Placement of \(r^{\text{aux}}\) is nuanced: Including auxiliary rewards in the advantage calculation actually hurts performance, but keeping them as auxiliary targets for critic training is beneficial. Heuristic signals are suited for "stabilizing the critic" rather than "directly shaping the policy."
Synergy over single tricks: Removing RR, W-IQL, or GAE lead to performance drops; the final gains stem from their synergistic interaction.

Highlights & Insights¶

Generating and utilizing supervision within the same distribution: This core theme addresses the root cause of process reward unreliability. Q-Evolve locks both into a closed loop, targeting the problem directly rather than just adding modules.
Nearly zero-cost Retrospective Reward Labeling: Using natural language feedback to supplement dense signals for format/invalid/repeat errors is highly efficient, does not touch environment dynamics, and is transferable to any interactive environment with text feedback.
Excluding \(r^{\text{aux}}\) from advantages: This design choice reflects a clear understanding of "maintaining optimal policy invariance." Heuristic rewards, no matter how helpful, should only shape the critic and not contaminate the advantage signal aligned with the task objective.
Asymmetric clipping is a simple but effective modification that addresses the limitation of AWR (which can only increase probabilities).
Achieving superior results with 1/30 of the online sampling is particularly attractive for high-risk or non-deterministic scenarios (robotics, real web) where online interaction is expensive.

Limitations & Future Work¶

Dependency on expert demonstrations: The hybrid data relies heavily on expert trajectories to provide success anchors; stability of Weighted IQL in pure zero-expert/cold-start scenarios remains questionable.
Reliance on text feedback quality: Retrospective labeling assumes the environment explicitly reports execution errors. In environments with ambiguous or no text feedback, this signal will fail.
Single model scale: Tested only on Llama2-7B-Chat. Whether distribution drift remains as prominent with larger or stronger base models is unknown.
Manual tuning of evolution iterations: Cycles (2 for SciWorld/AlfWorld, 3 for WebShop) were hand-tuned; an automatic stopping criterion for evolution is currently missing.
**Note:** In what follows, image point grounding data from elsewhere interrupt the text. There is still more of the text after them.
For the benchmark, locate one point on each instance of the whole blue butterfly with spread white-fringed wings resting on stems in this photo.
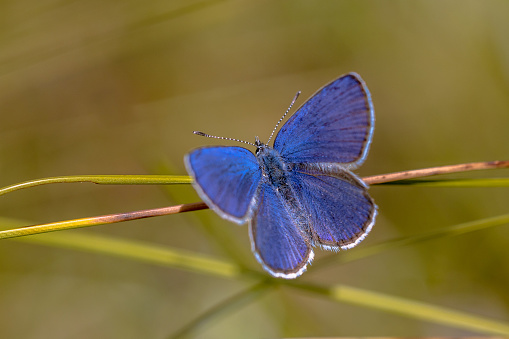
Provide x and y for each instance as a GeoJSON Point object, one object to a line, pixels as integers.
{"type": "Point", "coordinates": [299, 193]}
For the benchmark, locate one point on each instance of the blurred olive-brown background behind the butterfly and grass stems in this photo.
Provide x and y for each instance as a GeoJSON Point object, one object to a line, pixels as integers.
{"type": "Point", "coordinates": [117, 87]}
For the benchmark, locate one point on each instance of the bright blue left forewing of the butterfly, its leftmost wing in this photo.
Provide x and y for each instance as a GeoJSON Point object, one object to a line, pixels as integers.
{"type": "Point", "coordinates": [226, 178]}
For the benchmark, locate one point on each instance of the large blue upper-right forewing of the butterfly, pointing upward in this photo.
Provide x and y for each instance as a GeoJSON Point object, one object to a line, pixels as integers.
{"type": "Point", "coordinates": [334, 126]}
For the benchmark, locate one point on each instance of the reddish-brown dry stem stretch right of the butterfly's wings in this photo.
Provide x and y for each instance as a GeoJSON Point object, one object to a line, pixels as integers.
{"type": "Point", "coordinates": [426, 172]}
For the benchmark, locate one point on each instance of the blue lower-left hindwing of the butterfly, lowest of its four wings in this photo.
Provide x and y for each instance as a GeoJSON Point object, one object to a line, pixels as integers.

vs QLASS (Online Search for Q): QLASS relies on building exploration trees and online rollouts for Q-estimation, requiring discrete states and 600K samples; Q-Evolve learns an in-distribution critic and uses offline re-labeling, proving more stable and efficient with 20K samples.
vs ETO / DMPO (Preference-based RL): These methods use trajectory-level preferences for DPO or multi-round objectives (per-trajectory supervision). Q-Evolve provides step-by-step process rewards, making credit assignment finer and more stable.
vs External Critic Offline RL: Those methods use critics as filters to rerank candidates, where the LLM cannot become a self-contained evolving agent and distribution drift is not addressed. Q-Evolve treats the critic as an intrinsic objective, enabling closed-loop co-evolution.

Rating¶

Novelty: ⭐⭐⭐⭐⭐ "In-distribution closed-loop for generating and utilizing process rewards" targets the root cause of unreliable PR.
Experimental Thoroughness: ⭐⭐⭐⭐ Seen/Unseen benchmarks + detailed ablations, though limited to a single 7B base model.
Writing Quality: ⭐⭐⭐⭐ Clear logic from motivation to methodology; design motivations for Weighted IQL and BPPO are well-explained.
Value: ⭐⭐⭐⭐⭐ Achieving SOTA with 1/30 online sampling is highly practical for agent training in expensive interaction scenarios.